12 thoughts on “How to Buy a Bike – Part 1”

  1. I’m one of those sad Cruiser owners. I thought it was a good idea (let’s be honest – I was going for looks more than anything else), and now I’m considering selling it! I did use it to commute to work every once in a while, but it’s a pain to ride up hills – you can’t stand on the pedals like you could if you were on a normal bike… I’m eager to hear your opinions on the other types of bikes, so I’ll know what to buy next time!!!

    1. Sheri I almost bought a cruiser too!! Then Michael stopped me and said NO! Don’t be crazy and he’s so right. Buying a road bike was the best decision. Unfortunately I focused on cost when I bought my road bike instead of quality. So my road bike is pretty heavy.

  2. I don’t have a bike currently. I have always liked the way the cruisers look, especially in pink :). I would really love to try cycling, but I worry that i am far too heavy/big to be able to enjoy it.

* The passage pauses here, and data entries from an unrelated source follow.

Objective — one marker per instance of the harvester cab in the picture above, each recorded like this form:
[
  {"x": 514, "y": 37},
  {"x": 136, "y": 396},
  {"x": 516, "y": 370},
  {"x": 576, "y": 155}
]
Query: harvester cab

I don’t like the stationary bikes at the gym because they hurt…maybe you’ll have some suggestion for that as well? Keep ’em coming Michael…you are too too funny! And informative!

    1. Actually I think cycling would be a good thing for you. I think if I had tried running when I was 250 pounds I would have hurt myself. But after losing weight I could do it. I think cycling is the opposite–it’s not high impact so it shouldn’t hurt you.

  3. I have a hybrid and I wouldn’t buy anything else. We do mostly paved roads, but have some paths with gravel, so a hybrid is the best pick for me.

    Years and years ago, I had a mountain bike because I lived in Colorado. Well, I never took it into the mountains and it was such a drag riding the streets with it.

    My new bike is a Fuji 😀

  4. Great post Michael! We’ve had our bikes for years and I’d buy a hybrid if I could do it over again. We are almost always on paved paths. (Though I think the paths at Sunriver were dirt)

    If someone wanted to switch models, what do you think is the best way to do that – sell on Craigslist and buy a new one. Do bike shops let you turn them in like a used car?

    1. Great question. Both can be options but it may be difficult to find a store that sells used bikes in your area.

      If you want to sell your bike to a reseller, your best option might be to find a store that deals solely in repairs. In Portland, Sellwood Cycle Repair would be the best option for you. I don’t know if such an option exists in Seattle but it probably does.

      REI’s used gear sale might be another option for you. We were just there this weekend and they anticipated having another gear sale around March/April.

      Craigslist is always an option but you never know how serious the potential buyer will be.

      You can make your mountain bike easier to ride on pavement by swapping out the tires for street tires. If it’s a newer bike, you may be able to lock the suspension as well which greatly improves your riding experience on pavement.